Кстати сказать, мне не совсем ясно, чем так привлекала Левика поэма Гейне «Германия», почему он знал ее чуть не наизусть и перерабатывал от издания к изданию. Такие эпического масштаба сатиры оставляют меня равнодушным. Видно, что-то изменилось в духе времени. Переводила же Татьяна Гнедич в тюрьме, без книги, «Дон Жуана», помня по-английски всю первую главу. Да и мое поколение, худо-бедно, знало на память хотя бы десяток-другой строф «Евгения Онегина»; а иные — и это была не редкость! — могли прочитать «из головы» всю поэму целиком. (Интересно, а нынешние школьники так же читают «Онегина»?)

Но зато «Иегуда Бен Галеви» в переводе Левика — чудо и прелесть! Хотя вещь тоже не короткая; маленькая поэма, сплав лирики и игры, настоящего пафоса и грустной, нежной иронии.

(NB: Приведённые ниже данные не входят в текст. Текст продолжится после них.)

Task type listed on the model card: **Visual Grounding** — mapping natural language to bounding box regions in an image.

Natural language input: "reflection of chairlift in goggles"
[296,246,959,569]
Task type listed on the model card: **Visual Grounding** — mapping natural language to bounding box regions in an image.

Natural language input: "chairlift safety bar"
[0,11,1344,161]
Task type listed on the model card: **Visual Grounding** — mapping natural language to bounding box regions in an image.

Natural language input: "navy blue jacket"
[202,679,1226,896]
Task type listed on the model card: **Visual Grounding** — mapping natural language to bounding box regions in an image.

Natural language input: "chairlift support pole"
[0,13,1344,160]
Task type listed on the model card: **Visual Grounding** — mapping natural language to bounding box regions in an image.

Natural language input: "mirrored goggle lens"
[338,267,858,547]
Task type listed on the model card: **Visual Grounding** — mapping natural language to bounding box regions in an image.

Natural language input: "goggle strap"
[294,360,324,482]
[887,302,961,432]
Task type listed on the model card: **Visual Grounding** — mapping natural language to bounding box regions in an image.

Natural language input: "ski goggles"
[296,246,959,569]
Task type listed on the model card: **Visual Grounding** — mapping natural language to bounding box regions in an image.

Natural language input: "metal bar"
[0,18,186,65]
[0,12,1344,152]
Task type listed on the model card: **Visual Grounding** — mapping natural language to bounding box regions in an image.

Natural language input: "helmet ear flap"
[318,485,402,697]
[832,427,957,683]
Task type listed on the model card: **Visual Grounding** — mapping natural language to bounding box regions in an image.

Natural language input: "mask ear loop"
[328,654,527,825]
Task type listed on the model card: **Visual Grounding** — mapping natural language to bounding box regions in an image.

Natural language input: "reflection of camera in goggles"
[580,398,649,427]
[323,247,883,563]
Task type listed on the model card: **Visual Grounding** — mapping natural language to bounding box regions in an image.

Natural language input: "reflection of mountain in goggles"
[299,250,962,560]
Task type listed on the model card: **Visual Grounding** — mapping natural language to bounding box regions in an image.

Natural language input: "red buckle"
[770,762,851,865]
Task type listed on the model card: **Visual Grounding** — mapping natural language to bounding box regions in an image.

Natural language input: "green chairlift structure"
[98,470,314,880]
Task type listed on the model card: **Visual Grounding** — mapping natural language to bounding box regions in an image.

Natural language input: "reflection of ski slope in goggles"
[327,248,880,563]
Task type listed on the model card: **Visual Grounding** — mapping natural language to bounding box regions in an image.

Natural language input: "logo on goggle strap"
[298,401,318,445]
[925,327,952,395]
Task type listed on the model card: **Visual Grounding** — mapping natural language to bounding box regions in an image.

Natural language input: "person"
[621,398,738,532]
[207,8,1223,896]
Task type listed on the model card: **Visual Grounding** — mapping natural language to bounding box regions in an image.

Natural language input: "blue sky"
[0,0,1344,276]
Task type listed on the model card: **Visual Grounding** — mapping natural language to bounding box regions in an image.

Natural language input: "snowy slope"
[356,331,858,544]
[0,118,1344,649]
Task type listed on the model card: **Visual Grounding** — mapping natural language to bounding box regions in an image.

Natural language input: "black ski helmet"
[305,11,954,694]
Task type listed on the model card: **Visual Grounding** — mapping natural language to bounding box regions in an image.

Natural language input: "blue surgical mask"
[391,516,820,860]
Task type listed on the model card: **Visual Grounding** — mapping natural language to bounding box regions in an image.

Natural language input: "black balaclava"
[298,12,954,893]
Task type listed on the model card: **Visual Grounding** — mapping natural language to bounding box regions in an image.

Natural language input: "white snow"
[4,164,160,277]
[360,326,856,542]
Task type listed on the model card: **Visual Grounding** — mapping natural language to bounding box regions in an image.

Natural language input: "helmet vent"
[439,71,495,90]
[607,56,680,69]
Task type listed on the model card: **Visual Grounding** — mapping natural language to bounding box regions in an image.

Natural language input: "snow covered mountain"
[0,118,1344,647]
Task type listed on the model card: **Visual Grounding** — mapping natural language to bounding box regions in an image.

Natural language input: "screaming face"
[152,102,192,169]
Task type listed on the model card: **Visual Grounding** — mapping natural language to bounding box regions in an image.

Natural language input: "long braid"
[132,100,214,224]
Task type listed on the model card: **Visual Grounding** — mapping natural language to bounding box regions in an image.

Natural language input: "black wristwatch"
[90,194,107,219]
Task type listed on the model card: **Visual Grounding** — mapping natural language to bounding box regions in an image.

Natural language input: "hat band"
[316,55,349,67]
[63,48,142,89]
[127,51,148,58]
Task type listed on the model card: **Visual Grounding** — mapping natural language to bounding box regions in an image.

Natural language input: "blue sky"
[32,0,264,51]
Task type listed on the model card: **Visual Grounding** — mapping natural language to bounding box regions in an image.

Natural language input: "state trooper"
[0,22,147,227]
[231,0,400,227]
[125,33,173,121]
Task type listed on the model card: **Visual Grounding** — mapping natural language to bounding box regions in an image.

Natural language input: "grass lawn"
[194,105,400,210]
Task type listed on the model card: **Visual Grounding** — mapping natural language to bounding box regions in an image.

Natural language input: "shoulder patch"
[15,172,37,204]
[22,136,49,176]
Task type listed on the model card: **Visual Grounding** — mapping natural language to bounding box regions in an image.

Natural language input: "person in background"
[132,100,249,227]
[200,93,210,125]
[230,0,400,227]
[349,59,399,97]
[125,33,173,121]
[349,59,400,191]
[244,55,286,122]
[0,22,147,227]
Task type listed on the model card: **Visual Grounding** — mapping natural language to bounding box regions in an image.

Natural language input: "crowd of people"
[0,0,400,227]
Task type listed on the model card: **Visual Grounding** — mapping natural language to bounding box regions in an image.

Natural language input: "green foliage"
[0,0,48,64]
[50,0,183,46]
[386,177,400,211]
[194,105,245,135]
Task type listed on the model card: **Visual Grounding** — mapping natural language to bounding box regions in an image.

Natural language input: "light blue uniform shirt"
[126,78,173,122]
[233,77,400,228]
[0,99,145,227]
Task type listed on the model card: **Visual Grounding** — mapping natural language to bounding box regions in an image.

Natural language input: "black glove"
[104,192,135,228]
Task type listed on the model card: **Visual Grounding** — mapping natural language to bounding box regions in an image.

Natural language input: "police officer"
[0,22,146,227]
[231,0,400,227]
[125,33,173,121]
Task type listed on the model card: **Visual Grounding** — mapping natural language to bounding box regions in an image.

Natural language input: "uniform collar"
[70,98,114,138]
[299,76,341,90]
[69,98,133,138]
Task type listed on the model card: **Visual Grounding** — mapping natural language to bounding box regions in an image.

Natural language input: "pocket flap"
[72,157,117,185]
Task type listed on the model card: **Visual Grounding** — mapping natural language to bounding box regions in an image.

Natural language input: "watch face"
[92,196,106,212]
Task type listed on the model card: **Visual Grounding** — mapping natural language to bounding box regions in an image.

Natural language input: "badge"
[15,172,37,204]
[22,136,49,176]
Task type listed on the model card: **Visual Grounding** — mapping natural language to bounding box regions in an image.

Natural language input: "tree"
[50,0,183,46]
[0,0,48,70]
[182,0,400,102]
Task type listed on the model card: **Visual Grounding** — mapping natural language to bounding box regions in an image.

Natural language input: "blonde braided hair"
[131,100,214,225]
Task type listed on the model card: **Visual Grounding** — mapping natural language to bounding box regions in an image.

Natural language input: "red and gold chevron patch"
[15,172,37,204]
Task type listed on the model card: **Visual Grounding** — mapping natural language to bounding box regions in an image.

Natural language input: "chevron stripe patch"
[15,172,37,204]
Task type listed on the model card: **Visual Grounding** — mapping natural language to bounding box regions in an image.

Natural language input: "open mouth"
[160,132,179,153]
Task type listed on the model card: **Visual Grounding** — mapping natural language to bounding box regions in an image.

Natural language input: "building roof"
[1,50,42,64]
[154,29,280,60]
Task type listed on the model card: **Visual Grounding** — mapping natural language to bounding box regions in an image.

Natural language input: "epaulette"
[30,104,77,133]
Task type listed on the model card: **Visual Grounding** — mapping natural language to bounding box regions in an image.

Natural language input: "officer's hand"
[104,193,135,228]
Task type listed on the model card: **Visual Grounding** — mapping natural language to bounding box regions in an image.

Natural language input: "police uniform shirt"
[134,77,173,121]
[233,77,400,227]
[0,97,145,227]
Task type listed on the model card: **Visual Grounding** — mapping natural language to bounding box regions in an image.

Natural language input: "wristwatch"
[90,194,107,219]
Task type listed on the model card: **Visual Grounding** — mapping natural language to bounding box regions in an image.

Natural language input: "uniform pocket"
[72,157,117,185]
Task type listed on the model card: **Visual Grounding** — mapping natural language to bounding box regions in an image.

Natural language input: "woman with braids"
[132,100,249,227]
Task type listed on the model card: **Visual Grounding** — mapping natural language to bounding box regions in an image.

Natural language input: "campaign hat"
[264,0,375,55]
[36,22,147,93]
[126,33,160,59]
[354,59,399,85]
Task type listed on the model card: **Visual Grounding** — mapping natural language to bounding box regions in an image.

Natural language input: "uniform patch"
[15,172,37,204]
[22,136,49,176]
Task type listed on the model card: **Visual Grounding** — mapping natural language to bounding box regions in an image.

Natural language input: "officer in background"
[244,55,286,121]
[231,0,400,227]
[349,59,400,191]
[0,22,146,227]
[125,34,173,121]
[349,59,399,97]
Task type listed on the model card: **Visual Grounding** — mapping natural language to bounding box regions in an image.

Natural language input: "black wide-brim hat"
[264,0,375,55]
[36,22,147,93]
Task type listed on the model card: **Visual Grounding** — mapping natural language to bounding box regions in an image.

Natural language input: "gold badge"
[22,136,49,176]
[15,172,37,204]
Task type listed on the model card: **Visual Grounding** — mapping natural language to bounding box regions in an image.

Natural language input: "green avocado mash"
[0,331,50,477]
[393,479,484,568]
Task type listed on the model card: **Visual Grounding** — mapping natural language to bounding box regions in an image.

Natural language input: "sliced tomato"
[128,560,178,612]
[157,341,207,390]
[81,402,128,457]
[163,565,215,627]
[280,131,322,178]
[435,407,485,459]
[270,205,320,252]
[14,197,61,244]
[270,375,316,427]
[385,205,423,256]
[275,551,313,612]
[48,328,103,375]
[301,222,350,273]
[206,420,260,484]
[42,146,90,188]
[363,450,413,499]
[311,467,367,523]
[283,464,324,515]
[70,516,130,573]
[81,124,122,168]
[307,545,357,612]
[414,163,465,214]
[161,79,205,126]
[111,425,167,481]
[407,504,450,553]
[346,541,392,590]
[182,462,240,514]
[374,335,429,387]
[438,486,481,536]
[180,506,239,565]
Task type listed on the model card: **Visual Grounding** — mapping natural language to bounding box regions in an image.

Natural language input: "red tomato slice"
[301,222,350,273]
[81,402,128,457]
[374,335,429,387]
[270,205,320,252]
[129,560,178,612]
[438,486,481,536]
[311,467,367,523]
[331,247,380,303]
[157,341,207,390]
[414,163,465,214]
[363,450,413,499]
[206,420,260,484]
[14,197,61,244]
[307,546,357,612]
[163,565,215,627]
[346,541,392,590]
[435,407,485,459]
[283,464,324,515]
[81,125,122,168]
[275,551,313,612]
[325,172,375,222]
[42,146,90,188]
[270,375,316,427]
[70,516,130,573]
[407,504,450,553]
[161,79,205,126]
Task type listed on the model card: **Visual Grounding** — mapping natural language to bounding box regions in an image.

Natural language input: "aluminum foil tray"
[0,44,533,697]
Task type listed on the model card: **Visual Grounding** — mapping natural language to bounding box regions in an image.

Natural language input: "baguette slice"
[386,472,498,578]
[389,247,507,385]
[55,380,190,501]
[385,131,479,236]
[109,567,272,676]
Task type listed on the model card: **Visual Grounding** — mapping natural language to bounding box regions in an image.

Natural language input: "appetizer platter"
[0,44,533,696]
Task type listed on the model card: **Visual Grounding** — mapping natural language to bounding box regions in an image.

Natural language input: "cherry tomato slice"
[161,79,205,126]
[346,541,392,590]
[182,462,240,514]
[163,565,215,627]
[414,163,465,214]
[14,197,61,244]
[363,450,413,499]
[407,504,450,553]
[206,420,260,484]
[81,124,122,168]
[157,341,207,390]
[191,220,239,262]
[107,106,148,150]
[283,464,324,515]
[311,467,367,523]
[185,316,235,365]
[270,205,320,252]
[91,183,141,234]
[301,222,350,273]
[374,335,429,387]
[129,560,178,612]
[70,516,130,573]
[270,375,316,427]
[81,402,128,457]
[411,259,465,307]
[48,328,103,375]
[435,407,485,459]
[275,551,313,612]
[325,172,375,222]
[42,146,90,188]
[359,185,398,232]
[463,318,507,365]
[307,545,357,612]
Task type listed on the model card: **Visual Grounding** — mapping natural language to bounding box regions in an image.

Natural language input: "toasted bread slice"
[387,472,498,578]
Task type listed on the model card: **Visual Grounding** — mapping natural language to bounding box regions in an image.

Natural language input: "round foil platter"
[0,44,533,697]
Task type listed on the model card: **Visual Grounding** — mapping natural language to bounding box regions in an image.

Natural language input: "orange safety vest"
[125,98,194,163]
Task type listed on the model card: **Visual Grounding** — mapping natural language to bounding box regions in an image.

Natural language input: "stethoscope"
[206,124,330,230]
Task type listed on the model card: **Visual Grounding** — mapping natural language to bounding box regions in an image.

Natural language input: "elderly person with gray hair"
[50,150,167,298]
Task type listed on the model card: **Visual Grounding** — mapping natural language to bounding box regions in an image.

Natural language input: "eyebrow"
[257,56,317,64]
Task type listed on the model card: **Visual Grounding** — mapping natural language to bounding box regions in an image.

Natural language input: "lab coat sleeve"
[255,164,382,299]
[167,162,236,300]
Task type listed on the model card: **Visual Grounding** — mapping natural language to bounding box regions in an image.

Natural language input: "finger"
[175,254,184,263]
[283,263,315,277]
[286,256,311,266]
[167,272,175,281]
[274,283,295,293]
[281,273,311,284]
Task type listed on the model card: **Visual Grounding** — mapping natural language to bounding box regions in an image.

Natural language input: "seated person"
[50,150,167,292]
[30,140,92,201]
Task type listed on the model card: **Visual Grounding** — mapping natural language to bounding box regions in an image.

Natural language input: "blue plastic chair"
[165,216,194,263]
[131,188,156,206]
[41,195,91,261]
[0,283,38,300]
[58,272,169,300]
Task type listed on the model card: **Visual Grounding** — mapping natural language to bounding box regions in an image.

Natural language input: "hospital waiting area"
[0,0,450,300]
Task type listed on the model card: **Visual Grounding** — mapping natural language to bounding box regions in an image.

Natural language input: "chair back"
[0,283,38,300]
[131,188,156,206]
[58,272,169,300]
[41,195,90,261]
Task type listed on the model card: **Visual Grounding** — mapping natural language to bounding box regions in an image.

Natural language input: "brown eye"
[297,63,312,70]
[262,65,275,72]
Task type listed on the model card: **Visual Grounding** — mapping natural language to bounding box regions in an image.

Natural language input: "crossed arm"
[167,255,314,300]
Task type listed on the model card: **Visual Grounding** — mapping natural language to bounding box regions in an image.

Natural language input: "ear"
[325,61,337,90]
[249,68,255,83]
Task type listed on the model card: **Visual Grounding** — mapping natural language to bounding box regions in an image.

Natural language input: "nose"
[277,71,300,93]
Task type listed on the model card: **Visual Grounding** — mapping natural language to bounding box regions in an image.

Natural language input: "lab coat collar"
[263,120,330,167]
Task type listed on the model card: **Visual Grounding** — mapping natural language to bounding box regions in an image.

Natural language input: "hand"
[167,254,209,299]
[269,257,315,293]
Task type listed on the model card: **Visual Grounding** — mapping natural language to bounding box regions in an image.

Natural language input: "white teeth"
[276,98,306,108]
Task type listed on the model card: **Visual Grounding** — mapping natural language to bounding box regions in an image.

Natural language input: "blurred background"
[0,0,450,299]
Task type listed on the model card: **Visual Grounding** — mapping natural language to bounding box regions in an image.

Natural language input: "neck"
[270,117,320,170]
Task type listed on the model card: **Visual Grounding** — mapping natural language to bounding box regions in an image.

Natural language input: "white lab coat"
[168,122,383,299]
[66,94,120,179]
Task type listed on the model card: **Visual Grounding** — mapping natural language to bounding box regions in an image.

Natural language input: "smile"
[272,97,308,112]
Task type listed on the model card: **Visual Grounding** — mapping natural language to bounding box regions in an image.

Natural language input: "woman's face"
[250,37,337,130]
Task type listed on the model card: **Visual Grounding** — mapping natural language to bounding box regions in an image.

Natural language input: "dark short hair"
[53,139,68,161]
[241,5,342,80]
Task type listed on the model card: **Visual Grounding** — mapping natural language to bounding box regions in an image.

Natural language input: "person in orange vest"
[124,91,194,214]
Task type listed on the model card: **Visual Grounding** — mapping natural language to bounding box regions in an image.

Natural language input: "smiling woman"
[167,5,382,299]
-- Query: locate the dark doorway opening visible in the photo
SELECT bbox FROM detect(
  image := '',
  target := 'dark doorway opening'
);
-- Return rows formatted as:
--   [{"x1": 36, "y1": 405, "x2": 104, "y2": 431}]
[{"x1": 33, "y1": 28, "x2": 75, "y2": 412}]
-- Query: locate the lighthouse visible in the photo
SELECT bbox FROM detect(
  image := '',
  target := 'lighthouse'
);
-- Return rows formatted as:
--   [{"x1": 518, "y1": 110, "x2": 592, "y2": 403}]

Переводческое наследие Вильгельма Левика неохватно глазом. И конечно, все не может быть на одном уровне. Бывали случаи, когда его талант уступал другому, высшего порядка таланту. «Гибель Сеннахериба» из «Еврейских мелодий» Байрона, конечно, проигрывает версии А. К. Толстого («Ассирияне шли, как на стадо волки…»); да кто же устоит перед Алексеем Константиновичем, кто когда-либо превзойдет его «Гладиатора» Гейне («Довольно! Пора мне забыть этот вздор…») или «Коринфскую невесту» Гёте? Случалось Левику начисто проигрывать Пастернаку — «Стансы к Августе» Байрона, «Искусство поэзии» Верлена — и даже, хоть это менее очевидно, Бунину — сонет «Аккерманские степи» Мицкевича. Это нужно сказать ради объективности, отводя другие, несправедливые обвинения. Но на несколько проигрышей могучим соперникам сколько же у него переводческих побед!